Sebagai salah satu cara pertahanan, kedua Korea berencana menambah satelit pengintai. Gejolak di Semenanjung Korea berpotensi memanas.
Oleh
HELENA FRANSISCA NABABAN
·4 menit baca
SEOUL, MINGGU — Gejolak hubungan antara Korea Selatan dan Korea Utara semakin panas dan merambah ke level lebih tinggi. Setelah Korea Utara berhasil meluncurkan dan menempatkan satelit mata-mata, Korea Selatan melakukan hal sama. Peluncuran satelit mata-mata itu memicu kedua Korea saling berlomba mengintai pergerakan apa pun dari luar angkasa.
Kantor berita Korut, KCNA, melaporkan, operasionalisasi satelit mata-mata itu telah dimulai pada Minggu (3/12/2023). Pusat Kendali Umum Pyongyang pada Lembaga Teknologi Kedirgantaraan Nasional (NATA) bertanggung jawab atas operasionalisasi satelit dan akan melaporkan informasi yang didapat ke biro mata-mata militer dan unit lainnya.
Seperti diberitakan, Korut berhasil meluncurkan dan menempatkan satelit mata-mata di orbit Bumi setelah peluncuran ketiga kalinya pada 21 November 2023. Satelit yang disebut Malligyong-1 itu dikabarkan sudah mengirimkan foto-foto Gedung Putih dan kantor Departemen Pertahanan Amerika Serikat (Pentagon). Korut juga menyatakan, satelit itu berhasil mengirimkan foto-foto pesawat pengangkut di pangkalan Angkatan Laut AS, galangan kapal di Virginia, pangkalan militer AS di Guam, dan sejumlah lokasi penting di Korsel.

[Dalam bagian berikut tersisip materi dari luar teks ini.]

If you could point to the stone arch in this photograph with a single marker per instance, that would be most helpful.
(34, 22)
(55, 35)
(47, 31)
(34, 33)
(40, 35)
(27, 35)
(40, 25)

Korsel menanggapi peluncuran Malligyong-1 dengan meluncurkan satelit mata-mata militer pertama, Jumat (1/12/2023), dari pangkalan militer Vandenberg di California, AS. Kantor berita Korsel, Yonhap, Sabtu (2/12/2023), melaporkan, peluncuran satelit itu menggunakan roket SpaceX Falcon 9.
Kementerian Pertahanan Korsel menyebutkan, satelit pengintai militer Korsel berhasil ditempatkan di orbit 4 menit setelah peluncuran pada pukul 10.19 waktu setempat. Satelit dinyatakan berhasil berkomunikasi dengan stasiun di Bumi pukul 11.37. Artinya, satelit berhasil beroperasi dengan normal.
Selama ini, Korsel belum memiliki satelit pengintai sendiri. Korsel mengandalkan satelit mata-mata AS untuk memantau fasilitas strategis Korut.
Peneliti pada Institut Kebijakan Teknologi dan Ilmu Pengetahuan Korsel, Lee Choon Geun, mengatakan, satelit pengintai AS memang mampu menghasilkan gambar-gambar dengan resolusi tinggi. Namun, satelit itu dioperasikan di bawah kepentingan strategis AS, bukan Korsel. AS juga terkadang tidak membagikan kepada Korsel foto-foto satelit dengan informasi sensitif.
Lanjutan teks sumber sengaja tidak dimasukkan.